Yakima mass vaccination site is fully FEMA-funded

FEMA will help to administer up to 1,200 doses daily for the next eight weeks

YAKIMA, Wash. — The drive-thru community COVID-19 vaccination center at State Fair Park is reopening this week — now with the support of the Federal Emergency Management Agency.

While local partners remain in control of operations, FEMA will be on site for the next eight weeks to help vaccinate up to 1,200 people per day between the vaccination center and mobile vaccination clinics throughout the county.

The Yakima site is the first fully FEMA-funded COVID-19 mass vaccination site in Washington state. More than 200 people — including 100 from the U.S. Army — are working at the vaccination center.

Over the weekend, local and federal partners spent the weekend rearranging the site to accommodate the thousands more people per week they anticipate will be coming to get the vaccine.

“We already had sort of a blueprint for the parking lot once we arrived here,” said Steve Engle, Operations Section Chief with the incident management team on site. “It was just a matter of getting the proper materials, enhancing what was already given to us and setting it up.”

People can still enter through Gate 15 if they are wanting to get tested for COVID-19, but those wanting vaccinations will need to enter further down the street at Gate 12.

Engle said county crews worked to put down gravel on a more than mile-long stretch of unused dirt road at the fairgrounds, winding around from Gate 12, through the fairgrounds and finally ending at the vaccination tents near the Sundome.

Drivers will need to stop several times along the route; the first stop is to confirm whether the person has registered for an appointment.

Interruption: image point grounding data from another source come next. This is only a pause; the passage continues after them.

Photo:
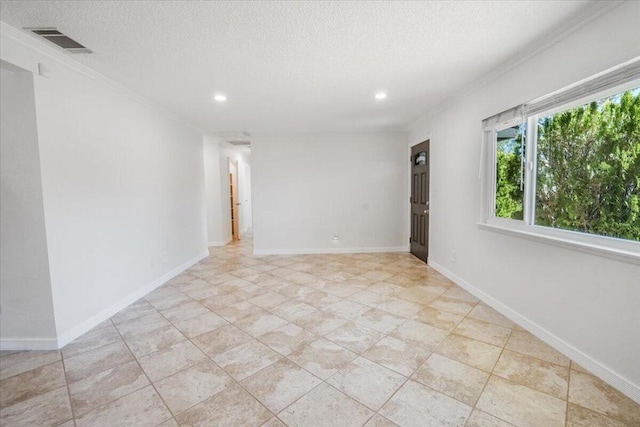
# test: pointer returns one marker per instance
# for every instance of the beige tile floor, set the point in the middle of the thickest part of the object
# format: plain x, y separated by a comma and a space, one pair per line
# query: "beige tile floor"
310, 340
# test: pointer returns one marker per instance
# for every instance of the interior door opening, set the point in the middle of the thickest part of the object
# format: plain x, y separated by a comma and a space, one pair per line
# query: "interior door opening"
235, 202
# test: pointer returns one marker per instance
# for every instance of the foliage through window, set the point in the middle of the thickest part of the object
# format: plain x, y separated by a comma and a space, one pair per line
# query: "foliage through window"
570, 161
509, 176
588, 176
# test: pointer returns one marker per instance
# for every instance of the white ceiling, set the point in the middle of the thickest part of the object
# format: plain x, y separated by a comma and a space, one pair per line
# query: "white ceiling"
297, 66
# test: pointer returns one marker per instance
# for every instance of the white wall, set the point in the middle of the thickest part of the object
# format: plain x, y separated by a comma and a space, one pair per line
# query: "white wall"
25, 287
586, 305
213, 190
308, 187
123, 188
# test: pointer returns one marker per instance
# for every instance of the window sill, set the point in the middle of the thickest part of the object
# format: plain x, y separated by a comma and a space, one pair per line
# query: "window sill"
566, 239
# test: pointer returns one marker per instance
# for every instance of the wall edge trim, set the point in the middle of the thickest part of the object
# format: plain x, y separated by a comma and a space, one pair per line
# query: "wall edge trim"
609, 376
330, 250
73, 333
21, 344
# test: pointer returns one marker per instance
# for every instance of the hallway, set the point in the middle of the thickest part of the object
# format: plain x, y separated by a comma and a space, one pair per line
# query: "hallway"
356, 339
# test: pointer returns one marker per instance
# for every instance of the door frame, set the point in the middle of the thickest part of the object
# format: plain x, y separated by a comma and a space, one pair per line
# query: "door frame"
235, 195
407, 213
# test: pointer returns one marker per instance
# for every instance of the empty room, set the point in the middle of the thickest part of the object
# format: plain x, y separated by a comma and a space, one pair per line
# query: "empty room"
320, 213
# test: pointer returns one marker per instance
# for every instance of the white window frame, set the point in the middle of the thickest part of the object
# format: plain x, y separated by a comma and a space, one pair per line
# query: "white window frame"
615, 248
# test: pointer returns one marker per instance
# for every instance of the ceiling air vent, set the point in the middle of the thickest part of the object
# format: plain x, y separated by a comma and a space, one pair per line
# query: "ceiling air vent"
59, 39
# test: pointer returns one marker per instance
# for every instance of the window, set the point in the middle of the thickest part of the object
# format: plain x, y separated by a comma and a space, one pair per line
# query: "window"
567, 166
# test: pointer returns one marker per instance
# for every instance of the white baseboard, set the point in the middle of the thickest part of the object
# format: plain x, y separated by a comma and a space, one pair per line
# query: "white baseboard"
29, 344
105, 314
73, 333
330, 251
607, 375
219, 242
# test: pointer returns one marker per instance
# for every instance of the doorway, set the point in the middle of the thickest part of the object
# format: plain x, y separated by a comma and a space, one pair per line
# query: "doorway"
235, 202
419, 215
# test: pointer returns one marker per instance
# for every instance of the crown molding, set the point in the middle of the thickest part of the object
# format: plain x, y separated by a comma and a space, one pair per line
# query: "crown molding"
40, 47
530, 50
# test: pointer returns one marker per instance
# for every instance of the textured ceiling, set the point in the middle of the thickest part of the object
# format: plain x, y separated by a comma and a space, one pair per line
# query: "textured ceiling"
297, 66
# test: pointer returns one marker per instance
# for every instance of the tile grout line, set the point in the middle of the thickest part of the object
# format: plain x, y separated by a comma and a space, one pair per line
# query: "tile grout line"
475, 405
145, 374
66, 383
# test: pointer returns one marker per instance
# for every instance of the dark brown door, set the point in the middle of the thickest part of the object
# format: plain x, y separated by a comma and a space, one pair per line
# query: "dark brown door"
420, 200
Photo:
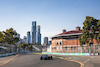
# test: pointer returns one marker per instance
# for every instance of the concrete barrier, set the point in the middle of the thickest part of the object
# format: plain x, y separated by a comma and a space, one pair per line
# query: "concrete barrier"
75, 54
8, 54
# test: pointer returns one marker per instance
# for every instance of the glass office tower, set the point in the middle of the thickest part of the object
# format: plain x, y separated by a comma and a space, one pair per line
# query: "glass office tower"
38, 35
34, 32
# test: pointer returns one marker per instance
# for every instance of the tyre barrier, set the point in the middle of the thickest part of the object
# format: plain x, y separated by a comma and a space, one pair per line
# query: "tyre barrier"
75, 54
8, 54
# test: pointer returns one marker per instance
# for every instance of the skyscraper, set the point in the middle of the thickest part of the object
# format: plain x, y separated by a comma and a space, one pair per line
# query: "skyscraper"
34, 32
28, 37
38, 35
46, 41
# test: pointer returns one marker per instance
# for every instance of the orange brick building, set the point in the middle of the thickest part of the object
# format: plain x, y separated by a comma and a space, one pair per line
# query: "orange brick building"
67, 42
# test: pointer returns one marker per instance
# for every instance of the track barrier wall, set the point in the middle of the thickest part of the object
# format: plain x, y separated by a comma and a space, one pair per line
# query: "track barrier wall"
75, 54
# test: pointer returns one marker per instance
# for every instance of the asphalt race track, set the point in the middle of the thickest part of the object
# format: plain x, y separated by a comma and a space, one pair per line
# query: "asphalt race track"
33, 60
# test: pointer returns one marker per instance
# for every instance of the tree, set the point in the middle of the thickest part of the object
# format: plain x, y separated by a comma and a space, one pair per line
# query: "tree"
10, 36
97, 36
30, 47
89, 31
23, 46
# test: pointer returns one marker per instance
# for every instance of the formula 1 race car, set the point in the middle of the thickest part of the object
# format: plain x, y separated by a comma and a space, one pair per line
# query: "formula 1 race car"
45, 57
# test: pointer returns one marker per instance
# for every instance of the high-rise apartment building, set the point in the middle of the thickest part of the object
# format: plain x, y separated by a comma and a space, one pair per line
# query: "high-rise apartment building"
38, 35
46, 41
34, 32
28, 37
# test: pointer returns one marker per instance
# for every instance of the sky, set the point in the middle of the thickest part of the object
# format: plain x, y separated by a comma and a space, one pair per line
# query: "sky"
52, 15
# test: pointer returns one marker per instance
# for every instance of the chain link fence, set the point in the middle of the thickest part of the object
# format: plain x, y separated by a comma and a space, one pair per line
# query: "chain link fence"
6, 48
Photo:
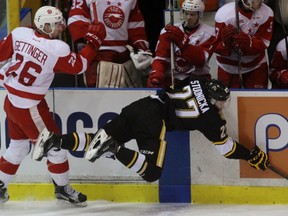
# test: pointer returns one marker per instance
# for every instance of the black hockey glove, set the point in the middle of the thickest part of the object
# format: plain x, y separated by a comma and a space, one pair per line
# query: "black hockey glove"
258, 159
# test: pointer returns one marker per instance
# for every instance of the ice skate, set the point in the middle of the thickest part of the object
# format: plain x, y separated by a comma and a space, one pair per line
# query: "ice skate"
68, 194
46, 140
4, 197
101, 145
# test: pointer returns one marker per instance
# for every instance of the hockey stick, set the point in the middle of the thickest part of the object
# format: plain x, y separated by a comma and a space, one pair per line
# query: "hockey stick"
275, 170
172, 54
94, 11
284, 30
238, 51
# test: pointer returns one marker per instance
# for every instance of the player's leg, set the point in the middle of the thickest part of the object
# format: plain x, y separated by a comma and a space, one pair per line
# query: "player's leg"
47, 140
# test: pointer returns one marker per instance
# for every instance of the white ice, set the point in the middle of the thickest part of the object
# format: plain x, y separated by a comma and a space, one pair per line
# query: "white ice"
103, 208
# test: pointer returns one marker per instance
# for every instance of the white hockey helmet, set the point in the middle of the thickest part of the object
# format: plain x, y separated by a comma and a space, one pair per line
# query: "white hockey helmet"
193, 5
48, 15
248, 3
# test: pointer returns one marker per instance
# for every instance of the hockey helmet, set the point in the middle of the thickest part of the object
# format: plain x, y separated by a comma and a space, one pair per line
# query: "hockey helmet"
248, 3
48, 15
193, 5
189, 6
218, 93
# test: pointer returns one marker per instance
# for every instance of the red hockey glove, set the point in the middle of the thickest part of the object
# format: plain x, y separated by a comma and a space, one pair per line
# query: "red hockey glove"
258, 159
243, 41
280, 77
96, 34
155, 79
141, 45
175, 35
227, 35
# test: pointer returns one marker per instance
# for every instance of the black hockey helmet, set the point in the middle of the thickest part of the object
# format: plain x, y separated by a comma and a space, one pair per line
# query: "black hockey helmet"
217, 91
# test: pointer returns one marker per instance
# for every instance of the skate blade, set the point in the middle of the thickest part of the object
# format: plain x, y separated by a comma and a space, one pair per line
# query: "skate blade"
66, 203
38, 147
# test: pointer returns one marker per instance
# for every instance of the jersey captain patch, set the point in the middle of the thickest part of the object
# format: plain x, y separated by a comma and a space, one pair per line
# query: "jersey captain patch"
113, 17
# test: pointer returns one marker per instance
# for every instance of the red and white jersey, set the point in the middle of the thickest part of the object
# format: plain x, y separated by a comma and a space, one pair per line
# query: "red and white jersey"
202, 35
258, 24
279, 60
33, 61
122, 18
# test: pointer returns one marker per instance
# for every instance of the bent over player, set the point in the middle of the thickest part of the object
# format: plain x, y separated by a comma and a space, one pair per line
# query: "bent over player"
195, 106
36, 55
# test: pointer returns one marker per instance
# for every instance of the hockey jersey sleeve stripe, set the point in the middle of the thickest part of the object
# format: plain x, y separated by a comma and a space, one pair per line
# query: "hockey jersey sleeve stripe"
78, 18
133, 25
23, 94
115, 43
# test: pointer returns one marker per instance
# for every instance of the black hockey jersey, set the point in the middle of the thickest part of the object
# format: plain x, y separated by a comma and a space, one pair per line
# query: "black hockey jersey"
188, 107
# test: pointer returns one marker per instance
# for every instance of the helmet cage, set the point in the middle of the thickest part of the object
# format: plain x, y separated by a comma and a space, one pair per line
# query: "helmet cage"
193, 6
48, 15
218, 93
248, 4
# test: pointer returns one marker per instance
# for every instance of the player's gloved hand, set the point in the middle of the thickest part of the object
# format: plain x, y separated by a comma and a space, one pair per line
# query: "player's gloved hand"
258, 159
175, 35
155, 79
141, 59
226, 35
96, 34
281, 78
242, 40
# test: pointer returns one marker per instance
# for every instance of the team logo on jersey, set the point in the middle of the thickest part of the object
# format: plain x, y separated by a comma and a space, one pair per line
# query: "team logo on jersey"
264, 123
113, 17
181, 65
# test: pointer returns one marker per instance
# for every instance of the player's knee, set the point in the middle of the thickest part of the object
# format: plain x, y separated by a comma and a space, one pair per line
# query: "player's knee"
152, 173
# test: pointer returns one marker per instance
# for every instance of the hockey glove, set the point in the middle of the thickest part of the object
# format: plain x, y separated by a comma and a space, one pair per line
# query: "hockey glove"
258, 159
141, 59
175, 35
96, 34
243, 41
155, 79
280, 77
227, 35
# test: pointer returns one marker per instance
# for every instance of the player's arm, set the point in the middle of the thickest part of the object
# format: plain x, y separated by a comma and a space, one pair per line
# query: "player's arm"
257, 43
232, 149
160, 63
72, 63
79, 20
6, 48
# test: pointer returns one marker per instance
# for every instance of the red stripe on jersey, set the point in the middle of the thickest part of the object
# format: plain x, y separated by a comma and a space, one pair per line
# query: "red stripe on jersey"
23, 94
114, 43
58, 168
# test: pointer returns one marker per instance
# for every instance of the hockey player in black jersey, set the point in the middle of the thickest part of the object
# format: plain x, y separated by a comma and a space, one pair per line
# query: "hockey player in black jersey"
195, 105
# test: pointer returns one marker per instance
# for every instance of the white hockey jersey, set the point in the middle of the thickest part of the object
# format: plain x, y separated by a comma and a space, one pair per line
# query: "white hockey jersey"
259, 25
34, 60
203, 35
122, 18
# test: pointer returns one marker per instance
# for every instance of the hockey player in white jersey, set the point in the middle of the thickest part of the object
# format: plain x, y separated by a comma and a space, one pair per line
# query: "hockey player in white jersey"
36, 55
279, 66
192, 40
124, 23
240, 51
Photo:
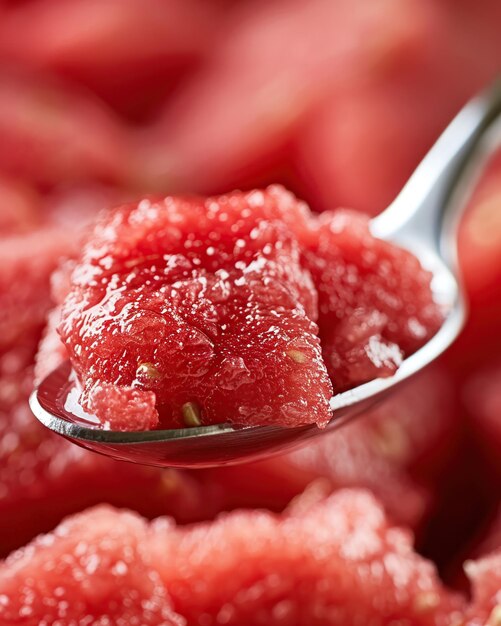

Engle said anyone without an appointment will be directed to a second lane and may be able to get in for a vaccine if someone else doesn’t show up or the appointments aren’t filled for the day.

Engle said the second stop along the line is a medical check to determine that the person isn’t sick and is eligible to receive the vaccine.

“We also have a mobile component to this,” Engle said. “We’re going to be taking mobile teams out in the community, hitting targeted communities that the health department has asked us to go out and reach out to.”

The mobile clinics will be geared toward people who don’t have easy access to the vaccine, including those working in agriculture and living in rural areas of the county. Engle said staff are training this week and plan to start having those mobile clinics next week.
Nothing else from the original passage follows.